Brandt is very active in his APG. He has sponsees and reaches out to new kids trying to get and stay sober. He comes to the PaRC on many Monday nights for the APG meeting. He is attending school and is trying to catch up on the two years he attended school but wasn't there. He is now 18 and has the tools he needs to live a life sober from drugs and alcohol - if he chooses to do so. If he doesn't that will be unfortunate but it will be his choice.
I hear parents in our APG say "I came for my kid, I stayed for me." That is so true. I have made some amazing friends during this journey and I expect I will make many more. Another thing parents say is that they are thankful for this experience because they are now living a better life as a result. Honestly, I am not quite there yet. I'm thankful for the majority of this experience, but I am not thankful that my son is an addict and that he lost three years of this youth abusing drugs. I am very thankful that we were able to celebrate his 18th birthday with him here.

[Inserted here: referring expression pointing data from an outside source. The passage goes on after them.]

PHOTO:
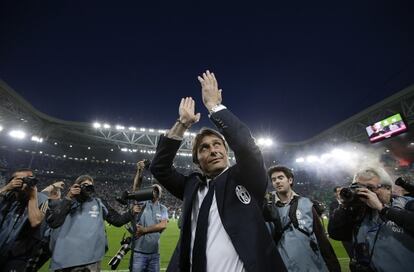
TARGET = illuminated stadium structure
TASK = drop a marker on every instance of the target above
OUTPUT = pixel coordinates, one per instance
(98, 145)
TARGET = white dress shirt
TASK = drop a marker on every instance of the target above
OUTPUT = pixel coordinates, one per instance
(220, 252)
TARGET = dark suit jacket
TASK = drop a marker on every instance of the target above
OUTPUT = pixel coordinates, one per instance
(243, 223)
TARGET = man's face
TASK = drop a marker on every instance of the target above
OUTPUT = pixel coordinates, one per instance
(383, 192)
(22, 174)
(212, 155)
(281, 183)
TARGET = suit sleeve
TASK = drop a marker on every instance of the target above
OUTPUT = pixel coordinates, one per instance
(325, 246)
(249, 158)
(162, 167)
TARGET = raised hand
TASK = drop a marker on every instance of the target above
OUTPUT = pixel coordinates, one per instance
(186, 112)
(209, 89)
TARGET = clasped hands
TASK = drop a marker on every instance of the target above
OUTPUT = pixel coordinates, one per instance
(211, 95)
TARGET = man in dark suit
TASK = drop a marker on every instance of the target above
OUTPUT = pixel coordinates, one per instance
(223, 227)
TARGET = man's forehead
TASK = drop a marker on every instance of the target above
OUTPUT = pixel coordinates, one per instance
(374, 180)
(210, 138)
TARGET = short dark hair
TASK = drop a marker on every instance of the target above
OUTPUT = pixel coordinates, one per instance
(82, 178)
(200, 135)
(280, 168)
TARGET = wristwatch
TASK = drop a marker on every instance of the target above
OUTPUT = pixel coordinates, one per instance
(383, 212)
(217, 108)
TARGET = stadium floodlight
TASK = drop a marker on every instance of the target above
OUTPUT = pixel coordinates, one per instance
(325, 157)
(96, 125)
(17, 134)
(37, 139)
(300, 160)
(311, 158)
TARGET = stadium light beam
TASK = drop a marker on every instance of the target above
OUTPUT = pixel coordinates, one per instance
(300, 160)
(97, 125)
(17, 134)
(37, 139)
(312, 159)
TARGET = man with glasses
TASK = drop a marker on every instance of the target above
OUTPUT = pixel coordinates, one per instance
(380, 226)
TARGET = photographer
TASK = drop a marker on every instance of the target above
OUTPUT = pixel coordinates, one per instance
(297, 229)
(145, 245)
(78, 240)
(380, 226)
(21, 216)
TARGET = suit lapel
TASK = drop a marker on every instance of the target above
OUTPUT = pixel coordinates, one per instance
(220, 188)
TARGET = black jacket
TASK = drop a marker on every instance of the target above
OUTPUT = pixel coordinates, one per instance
(243, 223)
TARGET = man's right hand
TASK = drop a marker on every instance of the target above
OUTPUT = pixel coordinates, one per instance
(140, 165)
(74, 191)
(187, 112)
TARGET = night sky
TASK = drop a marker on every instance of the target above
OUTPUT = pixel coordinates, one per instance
(289, 70)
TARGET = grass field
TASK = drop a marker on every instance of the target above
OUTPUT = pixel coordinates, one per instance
(167, 244)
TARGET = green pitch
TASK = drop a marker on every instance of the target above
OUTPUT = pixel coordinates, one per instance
(167, 245)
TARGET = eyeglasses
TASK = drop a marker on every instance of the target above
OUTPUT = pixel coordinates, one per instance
(374, 188)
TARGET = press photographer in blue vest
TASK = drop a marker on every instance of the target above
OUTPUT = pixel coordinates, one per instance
(21, 217)
(78, 240)
(380, 226)
(296, 227)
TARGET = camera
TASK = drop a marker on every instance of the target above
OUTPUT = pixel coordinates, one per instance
(87, 188)
(30, 181)
(406, 184)
(147, 163)
(125, 247)
(141, 195)
(349, 195)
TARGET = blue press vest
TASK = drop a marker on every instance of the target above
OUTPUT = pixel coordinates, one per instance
(294, 245)
(394, 247)
(81, 239)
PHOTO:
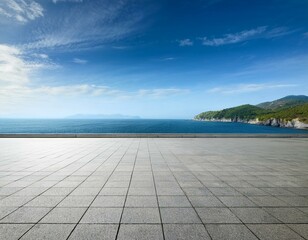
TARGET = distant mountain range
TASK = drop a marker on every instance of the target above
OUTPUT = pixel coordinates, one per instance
(102, 116)
(290, 111)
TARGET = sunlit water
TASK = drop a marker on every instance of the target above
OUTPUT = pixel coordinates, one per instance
(132, 126)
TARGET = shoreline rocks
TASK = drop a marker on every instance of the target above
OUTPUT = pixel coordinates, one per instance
(273, 122)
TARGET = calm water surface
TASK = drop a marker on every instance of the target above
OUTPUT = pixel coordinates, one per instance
(132, 126)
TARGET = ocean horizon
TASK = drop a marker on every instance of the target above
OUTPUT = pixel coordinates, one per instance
(116, 126)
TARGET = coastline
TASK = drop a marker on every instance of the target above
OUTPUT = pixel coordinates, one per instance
(272, 122)
(154, 135)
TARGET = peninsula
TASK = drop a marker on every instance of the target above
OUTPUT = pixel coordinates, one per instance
(290, 111)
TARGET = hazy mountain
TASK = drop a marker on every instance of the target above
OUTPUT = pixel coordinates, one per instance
(290, 111)
(288, 101)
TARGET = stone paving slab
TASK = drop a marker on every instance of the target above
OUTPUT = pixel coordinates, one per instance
(154, 188)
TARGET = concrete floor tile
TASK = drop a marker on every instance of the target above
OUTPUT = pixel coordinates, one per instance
(274, 232)
(230, 232)
(140, 215)
(102, 215)
(94, 231)
(217, 215)
(26, 215)
(185, 232)
(13, 231)
(179, 215)
(64, 215)
(49, 232)
(254, 215)
(140, 232)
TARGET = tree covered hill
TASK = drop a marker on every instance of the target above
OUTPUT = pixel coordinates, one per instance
(287, 108)
(286, 102)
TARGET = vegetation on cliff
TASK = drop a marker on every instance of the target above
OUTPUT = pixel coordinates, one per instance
(244, 112)
(288, 108)
(300, 112)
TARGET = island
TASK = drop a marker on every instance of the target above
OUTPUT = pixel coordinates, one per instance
(290, 111)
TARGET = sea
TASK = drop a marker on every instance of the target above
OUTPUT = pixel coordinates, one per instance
(135, 126)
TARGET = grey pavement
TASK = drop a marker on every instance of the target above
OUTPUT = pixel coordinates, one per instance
(154, 188)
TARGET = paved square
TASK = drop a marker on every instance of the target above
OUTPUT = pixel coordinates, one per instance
(156, 188)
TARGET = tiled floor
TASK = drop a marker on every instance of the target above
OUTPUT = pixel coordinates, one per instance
(134, 188)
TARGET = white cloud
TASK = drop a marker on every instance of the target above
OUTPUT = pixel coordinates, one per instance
(74, 1)
(185, 42)
(13, 69)
(234, 37)
(21, 10)
(161, 92)
(80, 61)
(246, 88)
(19, 82)
(88, 25)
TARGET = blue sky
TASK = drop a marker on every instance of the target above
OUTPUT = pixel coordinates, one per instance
(154, 59)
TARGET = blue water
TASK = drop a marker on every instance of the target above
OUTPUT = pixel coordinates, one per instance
(132, 126)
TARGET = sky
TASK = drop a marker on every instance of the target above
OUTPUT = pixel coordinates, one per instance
(149, 58)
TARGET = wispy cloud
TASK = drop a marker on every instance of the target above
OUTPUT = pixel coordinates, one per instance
(91, 24)
(80, 61)
(185, 42)
(234, 37)
(18, 84)
(73, 1)
(246, 88)
(21, 10)
(259, 32)
(16, 69)
(162, 92)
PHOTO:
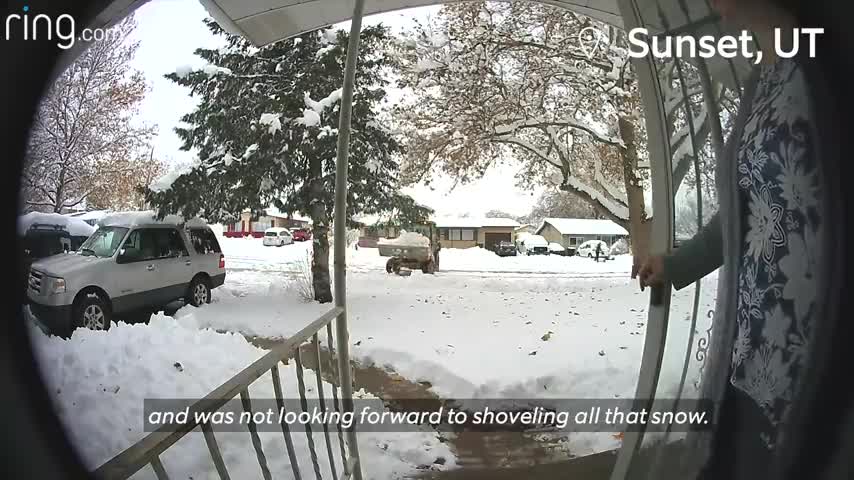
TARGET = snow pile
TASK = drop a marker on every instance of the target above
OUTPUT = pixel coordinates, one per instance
(620, 247)
(309, 118)
(75, 226)
(212, 70)
(407, 238)
(183, 71)
(425, 64)
(323, 51)
(165, 182)
(272, 121)
(325, 103)
(98, 381)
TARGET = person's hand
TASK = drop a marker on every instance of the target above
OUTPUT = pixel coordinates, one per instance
(651, 273)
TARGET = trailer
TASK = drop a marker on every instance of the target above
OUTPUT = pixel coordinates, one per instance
(412, 251)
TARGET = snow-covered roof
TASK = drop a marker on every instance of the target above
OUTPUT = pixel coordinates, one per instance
(272, 211)
(535, 241)
(75, 226)
(407, 238)
(148, 217)
(475, 222)
(583, 226)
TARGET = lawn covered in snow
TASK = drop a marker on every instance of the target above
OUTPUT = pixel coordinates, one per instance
(534, 327)
(483, 327)
(98, 381)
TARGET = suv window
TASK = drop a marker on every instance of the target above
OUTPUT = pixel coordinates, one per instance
(204, 241)
(170, 243)
(104, 242)
(154, 243)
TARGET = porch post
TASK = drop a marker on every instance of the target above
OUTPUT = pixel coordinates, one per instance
(340, 233)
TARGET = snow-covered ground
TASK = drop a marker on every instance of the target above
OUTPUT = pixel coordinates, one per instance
(534, 327)
(483, 327)
(99, 380)
(248, 254)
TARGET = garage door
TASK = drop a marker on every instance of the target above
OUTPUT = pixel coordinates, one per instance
(492, 239)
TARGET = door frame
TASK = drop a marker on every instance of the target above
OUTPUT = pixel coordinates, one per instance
(661, 238)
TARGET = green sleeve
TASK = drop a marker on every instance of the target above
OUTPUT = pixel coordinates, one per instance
(697, 257)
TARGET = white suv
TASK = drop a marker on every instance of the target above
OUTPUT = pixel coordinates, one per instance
(127, 265)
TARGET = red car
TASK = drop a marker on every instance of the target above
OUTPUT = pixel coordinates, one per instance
(301, 235)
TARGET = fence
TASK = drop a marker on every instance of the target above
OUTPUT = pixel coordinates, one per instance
(148, 450)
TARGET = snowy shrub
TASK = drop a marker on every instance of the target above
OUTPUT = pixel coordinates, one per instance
(352, 237)
(303, 283)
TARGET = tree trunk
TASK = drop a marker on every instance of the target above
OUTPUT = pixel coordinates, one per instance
(320, 240)
(639, 223)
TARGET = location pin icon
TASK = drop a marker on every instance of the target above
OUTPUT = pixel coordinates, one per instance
(589, 39)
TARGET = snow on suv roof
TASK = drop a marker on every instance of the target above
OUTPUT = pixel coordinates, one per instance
(149, 217)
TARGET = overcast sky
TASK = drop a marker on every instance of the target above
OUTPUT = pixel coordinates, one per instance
(170, 30)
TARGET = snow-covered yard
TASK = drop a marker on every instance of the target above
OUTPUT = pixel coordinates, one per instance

I am thankful for the people I have met, many of the memories we have made, the real FRIENDS (Freakin Real Individuals Everyone Needs During Sobriety) that my son has made, how rewarding service work to others really is and that this experience brought me closer to God.
The road to recovery and of life is a winding road that never truly ends. However, a 12-step program can help you learn how to navigate the road; how to recognize that despite its dangers and the uncertainties that lie ahead, there is beauty to behold every single inch of the way; and most importantly how to enjoy your ride regardless of how others' rides might be going. My sincerest gratitude to the PaRC, staff and all that we learned during my son's stay there. I continue to refer parents to your facility, letting them know how much it helped our family in our recovery.